August is perhaps the most trying month for plants and people in East Texas, yet there are chores that must not be neglected. Late summer is the time to plan for fall planting.

  1. Plant bluebonnet seeds this month into early September. Most wildflowers should be planted in late summer and early fail. Plant seed in open sunny areas. The soil should be lightly cultivated and watered if possible.
  2. Water lawn and garden thoroughly when needed, then wait until dry before watering again. Deep, thorough watering encourages deep root penetration and conserves water in the long run.
  3. If watering becomes a chore, consider using a good mulch in flower, vegetable and shrub beds.
  4. Water shallow rooted plants such as dogwood, camellia and azalea as they begin to set flower buds for spring blooms.
  5. Order you supply of spring flowering bulbs for planting in late October and November. Plan to chill tulip bulbs for 45-60 days before planting in December and
    early January.
  6. Don’t forget to water fruiting ornamentals during dry weather. Holly and pyracantha berries are frequently shed if soil gets too dry.
  7. Shape rose bushes in mid-August, cutting out weak growth, and cut back extra tall canes to encourage new lateral growth and better fail flower production.
  8. Hot, dry weather and spider mites go together. Apply controls before population builds up. Keep careful check for mites on: tomato, marigold, portulaca, verbena,
    junipers, azaleas and roses. Control with Kelthane.
  9. Continue to remove faded flowers from annuals and roses to encourage new growth and more blooms.
  10. Clean up vegetable garden areas and place organic material in the compost pile. Plan to plant fail vegetables.
  11. Turn compost pile and keep it moist for good decomposition. Add a bit of commercial fertilizer from time to time.
  12. Powdery mildew on crepe myrtle and roses can be controlled with Benomyl and funginex.
  13. White fly can be controlled with Diazinon and Orthene.
  14. Still time to plant zinnia, marigold, celosia and portulaca for good color this fall.

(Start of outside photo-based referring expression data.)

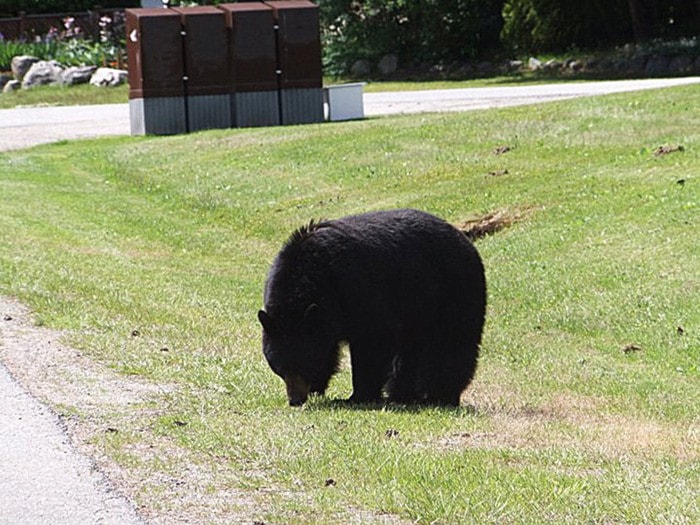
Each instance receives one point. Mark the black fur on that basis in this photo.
(405, 289)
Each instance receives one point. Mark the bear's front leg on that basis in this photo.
(370, 370)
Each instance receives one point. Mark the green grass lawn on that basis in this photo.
(172, 237)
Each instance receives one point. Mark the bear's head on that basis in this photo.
(301, 351)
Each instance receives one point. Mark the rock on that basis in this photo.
(12, 85)
(108, 77)
(681, 64)
(77, 75)
(575, 65)
(657, 65)
(361, 68)
(514, 65)
(4, 79)
(42, 73)
(388, 64)
(21, 64)
(552, 65)
(534, 64)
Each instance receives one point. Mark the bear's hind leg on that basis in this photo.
(402, 386)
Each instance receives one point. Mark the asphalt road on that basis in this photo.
(43, 479)
(24, 127)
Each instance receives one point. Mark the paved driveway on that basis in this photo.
(25, 127)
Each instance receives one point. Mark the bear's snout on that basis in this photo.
(297, 389)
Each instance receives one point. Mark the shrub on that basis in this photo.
(416, 30)
(558, 25)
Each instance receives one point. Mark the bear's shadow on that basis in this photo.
(324, 403)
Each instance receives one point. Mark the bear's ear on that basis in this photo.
(266, 321)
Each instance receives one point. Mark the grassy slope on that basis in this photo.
(172, 237)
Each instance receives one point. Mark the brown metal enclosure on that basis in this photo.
(253, 67)
(299, 61)
(156, 71)
(154, 50)
(207, 77)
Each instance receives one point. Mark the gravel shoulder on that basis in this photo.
(45, 478)
(25, 127)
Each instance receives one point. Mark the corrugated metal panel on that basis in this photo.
(157, 116)
(260, 108)
(209, 112)
(302, 106)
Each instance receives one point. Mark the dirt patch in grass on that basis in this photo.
(570, 421)
(490, 223)
(665, 150)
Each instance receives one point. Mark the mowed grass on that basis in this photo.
(152, 253)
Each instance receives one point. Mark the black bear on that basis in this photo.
(406, 291)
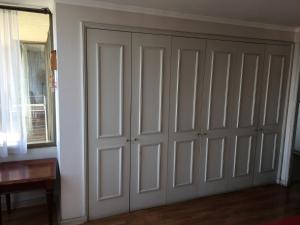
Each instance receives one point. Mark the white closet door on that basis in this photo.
(216, 124)
(109, 93)
(150, 107)
(187, 68)
(276, 71)
(245, 98)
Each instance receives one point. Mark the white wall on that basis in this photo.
(28, 3)
(70, 80)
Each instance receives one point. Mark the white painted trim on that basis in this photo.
(290, 119)
(174, 14)
(74, 221)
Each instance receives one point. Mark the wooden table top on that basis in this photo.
(27, 171)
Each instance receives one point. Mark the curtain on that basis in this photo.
(13, 135)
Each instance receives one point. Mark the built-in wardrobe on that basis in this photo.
(172, 118)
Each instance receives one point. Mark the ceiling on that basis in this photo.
(277, 12)
(33, 27)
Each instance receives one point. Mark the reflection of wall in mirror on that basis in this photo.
(297, 134)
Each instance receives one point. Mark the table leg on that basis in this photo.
(0, 210)
(8, 206)
(49, 194)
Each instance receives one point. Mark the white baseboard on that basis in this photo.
(74, 221)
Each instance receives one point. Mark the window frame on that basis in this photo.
(53, 142)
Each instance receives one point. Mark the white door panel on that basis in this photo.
(246, 91)
(276, 69)
(187, 69)
(150, 107)
(217, 122)
(109, 90)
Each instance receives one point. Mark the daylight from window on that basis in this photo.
(35, 42)
(27, 96)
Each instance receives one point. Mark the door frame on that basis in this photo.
(293, 75)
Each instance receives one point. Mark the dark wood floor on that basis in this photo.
(249, 207)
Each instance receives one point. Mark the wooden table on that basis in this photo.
(28, 175)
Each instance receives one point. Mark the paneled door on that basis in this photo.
(245, 100)
(187, 68)
(217, 124)
(109, 97)
(276, 72)
(150, 107)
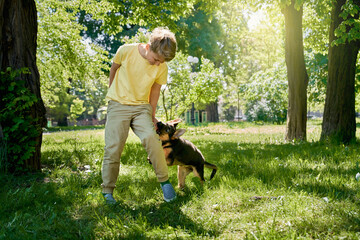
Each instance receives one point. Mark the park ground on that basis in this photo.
(265, 188)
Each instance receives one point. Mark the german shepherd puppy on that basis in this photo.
(183, 153)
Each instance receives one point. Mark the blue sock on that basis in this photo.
(166, 182)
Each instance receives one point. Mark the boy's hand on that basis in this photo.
(155, 121)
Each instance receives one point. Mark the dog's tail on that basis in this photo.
(213, 167)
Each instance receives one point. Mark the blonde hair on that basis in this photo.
(163, 42)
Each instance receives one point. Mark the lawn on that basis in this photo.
(264, 189)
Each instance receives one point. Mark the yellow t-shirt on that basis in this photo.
(135, 76)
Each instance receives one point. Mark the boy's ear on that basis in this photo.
(179, 133)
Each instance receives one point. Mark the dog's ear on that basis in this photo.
(179, 133)
(175, 122)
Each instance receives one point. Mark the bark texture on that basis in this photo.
(18, 35)
(212, 112)
(296, 74)
(339, 122)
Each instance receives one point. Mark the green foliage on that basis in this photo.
(116, 14)
(186, 86)
(316, 25)
(18, 127)
(266, 96)
(69, 66)
(349, 29)
(199, 34)
(76, 108)
(264, 189)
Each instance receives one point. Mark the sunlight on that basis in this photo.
(255, 19)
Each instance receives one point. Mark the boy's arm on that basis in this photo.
(113, 69)
(153, 99)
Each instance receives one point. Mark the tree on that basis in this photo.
(18, 24)
(339, 112)
(266, 95)
(296, 73)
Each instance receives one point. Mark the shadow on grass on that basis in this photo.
(34, 209)
(310, 167)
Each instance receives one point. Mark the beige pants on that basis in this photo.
(119, 119)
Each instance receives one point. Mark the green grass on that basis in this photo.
(308, 190)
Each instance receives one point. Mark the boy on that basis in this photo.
(136, 76)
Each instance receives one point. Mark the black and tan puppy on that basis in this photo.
(181, 152)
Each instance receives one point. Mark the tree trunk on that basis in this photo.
(339, 122)
(212, 112)
(18, 25)
(296, 73)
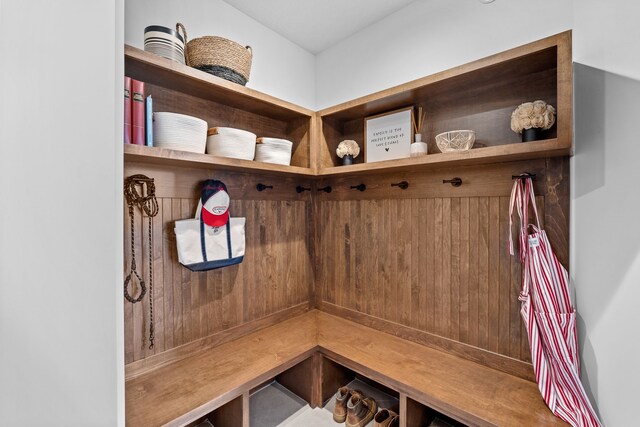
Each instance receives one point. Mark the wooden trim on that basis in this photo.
(315, 132)
(140, 367)
(493, 360)
(494, 154)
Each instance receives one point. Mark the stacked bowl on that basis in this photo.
(274, 150)
(179, 132)
(165, 42)
(230, 142)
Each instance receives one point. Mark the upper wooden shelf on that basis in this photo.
(160, 71)
(480, 95)
(165, 157)
(517, 63)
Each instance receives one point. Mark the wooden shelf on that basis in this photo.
(485, 155)
(169, 158)
(160, 71)
(479, 95)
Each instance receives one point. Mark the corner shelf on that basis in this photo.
(479, 95)
(484, 155)
(163, 72)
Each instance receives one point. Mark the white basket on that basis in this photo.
(179, 132)
(274, 150)
(230, 142)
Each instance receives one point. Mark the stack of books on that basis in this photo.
(138, 114)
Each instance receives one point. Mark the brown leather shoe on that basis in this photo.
(340, 411)
(360, 410)
(384, 418)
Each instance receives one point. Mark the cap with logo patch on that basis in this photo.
(215, 203)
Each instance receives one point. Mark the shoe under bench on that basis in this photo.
(315, 353)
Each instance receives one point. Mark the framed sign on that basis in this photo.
(388, 136)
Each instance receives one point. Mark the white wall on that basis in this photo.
(606, 204)
(429, 36)
(280, 67)
(61, 311)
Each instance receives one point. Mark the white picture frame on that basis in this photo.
(388, 136)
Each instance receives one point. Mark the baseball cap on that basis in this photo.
(215, 203)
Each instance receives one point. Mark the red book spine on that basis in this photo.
(137, 112)
(127, 110)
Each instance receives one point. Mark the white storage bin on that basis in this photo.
(274, 150)
(230, 142)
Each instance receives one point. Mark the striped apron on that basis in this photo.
(549, 316)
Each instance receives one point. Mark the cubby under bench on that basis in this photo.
(315, 353)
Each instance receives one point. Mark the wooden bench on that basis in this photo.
(297, 352)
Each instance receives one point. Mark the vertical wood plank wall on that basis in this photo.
(196, 309)
(431, 263)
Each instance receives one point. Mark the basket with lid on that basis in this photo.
(218, 56)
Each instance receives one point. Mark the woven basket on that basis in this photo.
(218, 56)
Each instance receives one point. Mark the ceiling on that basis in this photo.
(316, 25)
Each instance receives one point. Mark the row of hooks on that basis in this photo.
(403, 185)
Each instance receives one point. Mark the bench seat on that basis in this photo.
(186, 390)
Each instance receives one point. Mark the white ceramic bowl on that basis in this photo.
(230, 142)
(274, 150)
(179, 132)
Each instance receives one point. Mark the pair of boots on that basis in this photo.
(354, 408)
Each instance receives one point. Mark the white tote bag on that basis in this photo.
(202, 247)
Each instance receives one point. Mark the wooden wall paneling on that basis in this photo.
(469, 281)
(493, 305)
(463, 284)
(474, 268)
(158, 282)
(431, 266)
(504, 295)
(454, 268)
(190, 306)
(415, 261)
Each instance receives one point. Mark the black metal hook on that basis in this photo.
(525, 176)
(300, 189)
(402, 184)
(262, 187)
(456, 182)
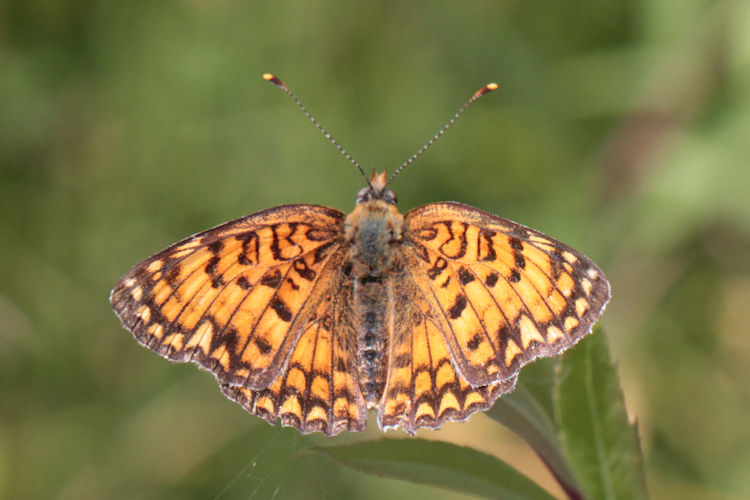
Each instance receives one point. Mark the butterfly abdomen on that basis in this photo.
(370, 298)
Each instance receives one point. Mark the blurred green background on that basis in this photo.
(620, 127)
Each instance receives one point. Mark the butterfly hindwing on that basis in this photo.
(503, 294)
(233, 299)
(423, 387)
(318, 389)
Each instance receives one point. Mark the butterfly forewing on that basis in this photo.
(233, 299)
(503, 294)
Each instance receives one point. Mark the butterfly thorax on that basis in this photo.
(371, 230)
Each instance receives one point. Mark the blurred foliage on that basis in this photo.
(620, 128)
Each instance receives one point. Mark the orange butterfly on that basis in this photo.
(310, 316)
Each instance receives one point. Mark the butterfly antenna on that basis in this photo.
(479, 93)
(271, 78)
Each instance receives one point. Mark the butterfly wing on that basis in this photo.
(423, 387)
(318, 391)
(234, 299)
(502, 294)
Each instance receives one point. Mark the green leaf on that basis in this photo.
(438, 464)
(601, 445)
(524, 413)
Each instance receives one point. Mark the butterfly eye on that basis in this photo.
(389, 197)
(365, 194)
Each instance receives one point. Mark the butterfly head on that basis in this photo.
(377, 189)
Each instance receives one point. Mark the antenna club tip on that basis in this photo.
(272, 78)
(487, 88)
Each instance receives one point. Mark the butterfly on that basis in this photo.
(311, 317)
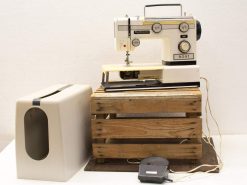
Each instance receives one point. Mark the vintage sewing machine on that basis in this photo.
(178, 66)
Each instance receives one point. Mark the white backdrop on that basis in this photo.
(47, 42)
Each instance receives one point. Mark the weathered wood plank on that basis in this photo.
(146, 105)
(170, 151)
(147, 128)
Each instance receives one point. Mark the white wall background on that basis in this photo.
(44, 42)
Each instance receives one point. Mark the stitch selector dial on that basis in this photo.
(184, 46)
(183, 27)
(135, 42)
(156, 27)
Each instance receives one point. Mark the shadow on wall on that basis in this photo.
(4, 141)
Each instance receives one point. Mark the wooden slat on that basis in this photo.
(173, 100)
(147, 128)
(148, 105)
(170, 151)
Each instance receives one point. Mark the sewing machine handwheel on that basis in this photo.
(198, 30)
(156, 27)
(184, 46)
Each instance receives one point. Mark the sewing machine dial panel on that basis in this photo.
(135, 42)
(184, 27)
(184, 46)
(156, 27)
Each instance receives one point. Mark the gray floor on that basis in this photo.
(4, 141)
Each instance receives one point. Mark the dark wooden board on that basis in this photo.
(121, 165)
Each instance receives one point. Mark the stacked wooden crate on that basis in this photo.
(140, 124)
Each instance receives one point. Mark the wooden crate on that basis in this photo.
(117, 133)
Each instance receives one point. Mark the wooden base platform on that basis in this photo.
(121, 165)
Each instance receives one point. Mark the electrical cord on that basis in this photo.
(207, 137)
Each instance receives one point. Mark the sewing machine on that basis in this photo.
(178, 64)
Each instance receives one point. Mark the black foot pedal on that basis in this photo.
(154, 170)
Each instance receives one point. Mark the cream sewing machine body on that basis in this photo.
(178, 63)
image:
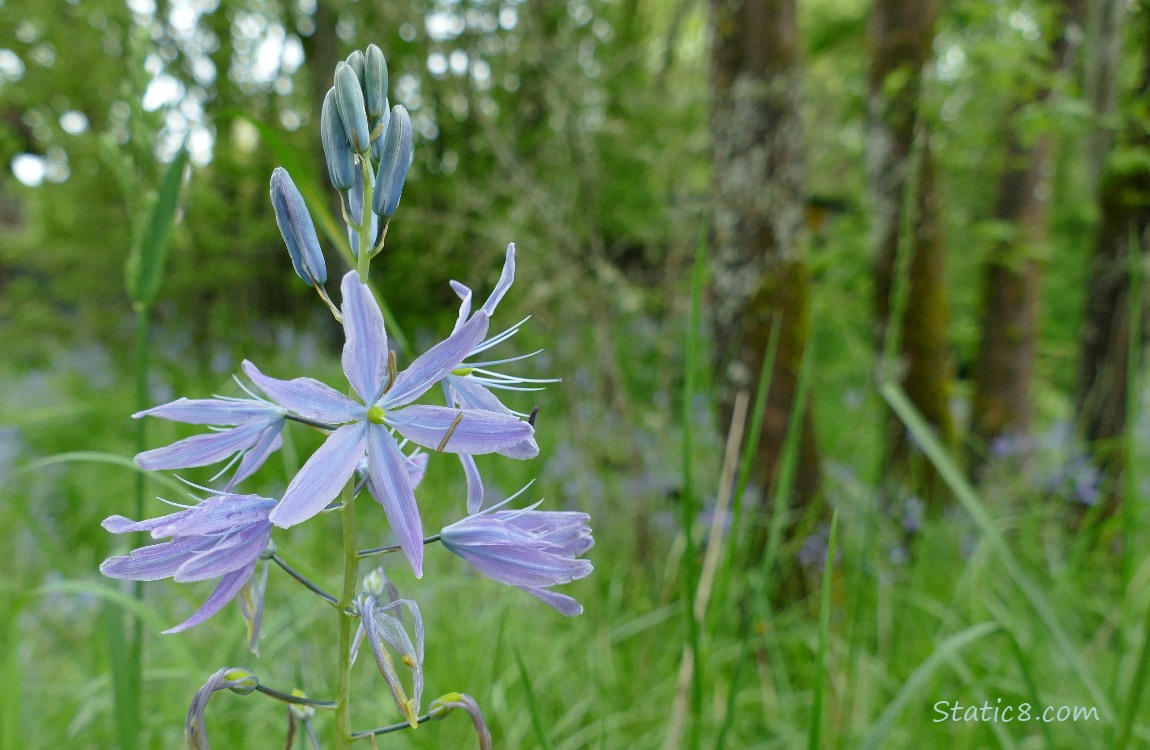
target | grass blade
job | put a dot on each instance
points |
(918, 680)
(973, 505)
(820, 674)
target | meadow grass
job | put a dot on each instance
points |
(1010, 595)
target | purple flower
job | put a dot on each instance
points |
(469, 385)
(367, 427)
(531, 550)
(221, 537)
(254, 435)
(380, 628)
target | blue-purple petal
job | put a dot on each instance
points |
(322, 476)
(307, 397)
(505, 281)
(212, 411)
(477, 431)
(225, 591)
(391, 487)
(365, 356)
(436, 362)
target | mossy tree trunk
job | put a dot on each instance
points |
(901, 35)
(1105, 342)
(759, 266)
(1012, 273)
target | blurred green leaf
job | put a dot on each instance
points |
(145, 266)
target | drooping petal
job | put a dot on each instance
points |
(322, 476)
(392, 488)
(365, 357)
(212, 411)
(560, 603)
(200, 450)
(474, 483)
(307, 397)
(151, 563)
(225, 591)
(505, 281)
(476, 431)
(465, 305)
(243, 548)
(521, 451)
(468, 393)
(436, 362)
(270, 441)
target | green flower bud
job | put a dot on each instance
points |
(351, 108)
(339, 155)
(375, 82)
(393, 165)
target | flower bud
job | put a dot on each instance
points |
(297, 228)
(375, 82)
(355, 60)
(351, 108)
(393, 163)
(339, 155)
(380, 127)
(242, 681)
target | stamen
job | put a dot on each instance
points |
(451, 430)
(392, 368)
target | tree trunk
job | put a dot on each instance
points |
(1105, 345)
(1012, 275)
(759, 266)
(901, 35)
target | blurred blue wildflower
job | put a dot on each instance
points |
(531, 550)
(366, 428)
(254, 435)
(221, 537)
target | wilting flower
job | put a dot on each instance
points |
(445, 704)
(366, 427)
(380, 628)
(469, 384)
(531, 550)
(221, 537)
(235, 679)
(254, 435)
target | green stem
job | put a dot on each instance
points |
(343, 688)
(365, 229)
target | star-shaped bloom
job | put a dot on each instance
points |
(221, 537)
(469, 385)
(366, 427)
(531, 550)
(254, 435)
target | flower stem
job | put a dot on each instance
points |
(343, 688)
(366, 240)
(393, 548)
(307, 583)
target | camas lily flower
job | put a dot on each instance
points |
(254, 435)
(469, 385)
(531, 550)
(221, 537)
(365, 428)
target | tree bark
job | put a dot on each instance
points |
(759, 266)
(1012, 274)
(1105, 342)
(901, 35)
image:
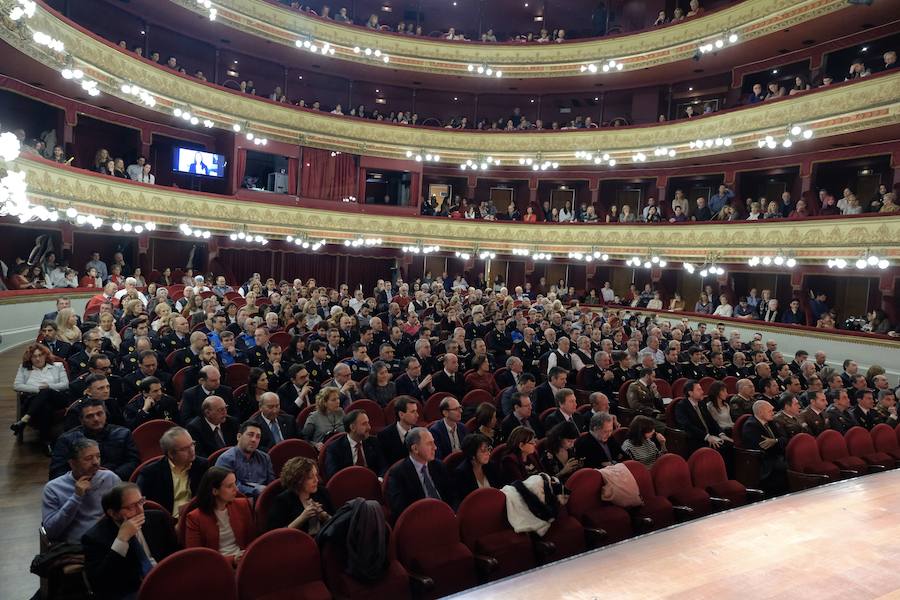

  15. Prune spent blooms on crepe myrtle and water adequately to produce a second bloom.
  16. Last chance to start new Bermuda lawn from seed and still have it established before cold weather. Complete St. Augustine and centipede lawns to prevent possible freeze damage in early winter.
  17. Feed mum plantings and water often to encourage good fall blooms. Do not pinch or prune back now.
  18. Begin to plan and prepare beds for fall plantings of pansies.
  19. Repot overgrown houseplants to have them well established prior to overwintering indoors.
  20. Houseplants may take advantage of warm summer days out-of-doors provided they
    remain in shade and never direct sun. they will demand watering often. Due to high
    water demands, feeding is important.
  21. Complete all pruning of hydrangea. They set flower buds for next year’s blooms in
    late summer and early fall.
  22. Evaluate where summer shade trees are needed now to determine best location when
    planting this fall and winter.
  23. Begin to make plans for winter planting of fruit trees, pecans and roses.